Can you Invest with a Hard Money Lender

3 Replies

Hello All,

Has anyone invested with a Hard Money Lender? Is it possible to do so? Or is this sort of investing only limited to accredited Investors?

Is it possible to invest and also pick what projects you would like to help fund?

I understand there are internet based companies like fundrise but I am more interested in brick and mortar local businesses.

FWIW I'm in the North Atlanta area.

Originally posted by @Robert Starnes :

Hello All,

Has anyone invested with a Hard Money Lender? Is it possible to do so? Or is this sort of investing only limited to accredited Investors?

Is it possible to invest and also pick what projects you would like to help fund?

I understand there are internet based companies like fundrise but I am more interested in brick and mortar local businesses.

FWIW I'm in the North Atlanta area.

Most hard money lenders will want to be cashed out in one, two or three years. Your project has to support 12% interest.

Hard money lenders are each as different as fingerprints, @Robert Starnes . This includes where they obtain their money.

The larger HML's often get their money from Wall Street. Here the sums can be into hundreds of millions of dollars. They don't need you.

Other lenders run mortgage pools. These are syndicated operations that rely on investors. Depending upon how the syndication is structured they may or may not require you to be accredited.

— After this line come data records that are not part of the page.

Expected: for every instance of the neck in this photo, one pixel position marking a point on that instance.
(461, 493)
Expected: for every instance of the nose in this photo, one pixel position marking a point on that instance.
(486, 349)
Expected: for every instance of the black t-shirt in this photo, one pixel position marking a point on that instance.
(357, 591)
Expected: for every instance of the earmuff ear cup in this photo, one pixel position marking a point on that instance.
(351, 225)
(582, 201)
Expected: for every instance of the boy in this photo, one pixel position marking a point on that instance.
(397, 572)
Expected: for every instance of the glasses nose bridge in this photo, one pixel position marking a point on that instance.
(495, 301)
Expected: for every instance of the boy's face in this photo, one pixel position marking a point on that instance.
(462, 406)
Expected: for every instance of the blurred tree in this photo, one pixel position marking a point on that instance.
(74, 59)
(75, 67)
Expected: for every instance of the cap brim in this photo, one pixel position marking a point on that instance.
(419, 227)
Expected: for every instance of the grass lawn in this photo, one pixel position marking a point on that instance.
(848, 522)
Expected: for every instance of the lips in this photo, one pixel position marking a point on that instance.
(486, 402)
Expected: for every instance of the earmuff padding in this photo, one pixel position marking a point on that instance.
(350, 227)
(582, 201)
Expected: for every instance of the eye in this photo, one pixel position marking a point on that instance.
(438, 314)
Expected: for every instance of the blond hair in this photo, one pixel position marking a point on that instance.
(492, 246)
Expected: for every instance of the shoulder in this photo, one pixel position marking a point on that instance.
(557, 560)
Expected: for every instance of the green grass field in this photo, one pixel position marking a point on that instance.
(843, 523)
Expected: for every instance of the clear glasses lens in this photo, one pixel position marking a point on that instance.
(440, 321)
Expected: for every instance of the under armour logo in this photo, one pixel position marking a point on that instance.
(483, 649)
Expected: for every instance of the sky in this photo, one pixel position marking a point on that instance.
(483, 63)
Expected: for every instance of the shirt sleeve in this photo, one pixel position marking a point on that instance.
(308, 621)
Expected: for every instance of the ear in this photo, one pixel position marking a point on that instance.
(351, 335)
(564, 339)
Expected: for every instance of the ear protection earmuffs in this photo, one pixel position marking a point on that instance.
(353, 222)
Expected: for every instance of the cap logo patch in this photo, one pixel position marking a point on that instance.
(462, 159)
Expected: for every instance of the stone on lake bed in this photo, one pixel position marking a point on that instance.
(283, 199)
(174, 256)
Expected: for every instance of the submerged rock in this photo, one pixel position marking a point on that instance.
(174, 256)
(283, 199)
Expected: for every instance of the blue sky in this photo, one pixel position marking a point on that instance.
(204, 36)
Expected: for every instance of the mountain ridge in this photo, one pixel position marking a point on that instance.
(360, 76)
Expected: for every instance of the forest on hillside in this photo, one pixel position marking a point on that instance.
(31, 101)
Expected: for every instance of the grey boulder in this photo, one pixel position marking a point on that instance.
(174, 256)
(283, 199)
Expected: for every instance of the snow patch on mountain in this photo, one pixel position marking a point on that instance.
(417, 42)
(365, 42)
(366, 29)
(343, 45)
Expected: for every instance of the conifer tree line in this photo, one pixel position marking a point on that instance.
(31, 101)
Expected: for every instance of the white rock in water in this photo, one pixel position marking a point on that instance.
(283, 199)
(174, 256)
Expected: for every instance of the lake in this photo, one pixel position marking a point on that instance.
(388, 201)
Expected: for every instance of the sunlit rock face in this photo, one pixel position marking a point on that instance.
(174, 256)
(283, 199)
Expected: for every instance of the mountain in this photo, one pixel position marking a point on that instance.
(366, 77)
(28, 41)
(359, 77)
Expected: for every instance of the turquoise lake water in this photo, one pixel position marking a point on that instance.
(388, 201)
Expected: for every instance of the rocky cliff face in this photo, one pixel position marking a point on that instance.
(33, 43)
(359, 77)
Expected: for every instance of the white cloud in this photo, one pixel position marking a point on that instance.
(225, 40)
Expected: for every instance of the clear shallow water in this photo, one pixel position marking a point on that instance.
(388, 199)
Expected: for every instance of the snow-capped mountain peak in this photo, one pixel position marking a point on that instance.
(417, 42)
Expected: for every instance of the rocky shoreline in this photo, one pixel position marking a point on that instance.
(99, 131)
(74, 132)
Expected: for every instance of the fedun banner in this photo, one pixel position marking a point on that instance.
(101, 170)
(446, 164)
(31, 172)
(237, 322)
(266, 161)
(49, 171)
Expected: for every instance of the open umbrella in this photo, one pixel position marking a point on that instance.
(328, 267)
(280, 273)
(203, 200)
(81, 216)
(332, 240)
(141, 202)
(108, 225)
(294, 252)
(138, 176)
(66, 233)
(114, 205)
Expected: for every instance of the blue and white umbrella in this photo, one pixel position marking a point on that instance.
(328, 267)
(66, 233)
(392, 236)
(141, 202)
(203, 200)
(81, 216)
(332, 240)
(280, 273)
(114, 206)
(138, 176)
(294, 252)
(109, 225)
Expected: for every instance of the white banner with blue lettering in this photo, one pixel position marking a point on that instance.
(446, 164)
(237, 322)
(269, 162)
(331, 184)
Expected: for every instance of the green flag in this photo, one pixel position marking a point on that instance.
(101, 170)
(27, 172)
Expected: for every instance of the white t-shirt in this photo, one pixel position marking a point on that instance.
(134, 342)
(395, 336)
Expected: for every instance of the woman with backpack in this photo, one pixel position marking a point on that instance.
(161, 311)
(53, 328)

Many hard money lenders are actually brokers. They find the borrowers, as well as investors like you, and originate the loan. You provide the funds and end up with a note, mortgage, and all other docs in your name.

Obviously, when you invest in a mortgage pool, you are diversifying into many loans and your name is not on any one, but as a pro-rata member of the syndication. When you lend thru a broker, as above, you own the one loan and are the named lender.  Alternately, with less money, and if legal in your state, you could invest with others in a fractionalized loan.  Each has its pros and cons, including the due diligence you must apply, but there’s nothing wrong with any of these options.

There are many other ways lenders get their money (self-fund, IRA's/401k's, hypothecation, HELOC, etc, etc.). I suggest you call, or better, personally meet, as many HML's as you can and ask if they accept investors. You might be surprised.

I think smaller, local private lenders would be open to this. Nation-wide, or even regional lenders, would have their capital source (whether it their own or a warehouse line) set up and it wouldn't interest them to reach out to individuals for money to fund their loans.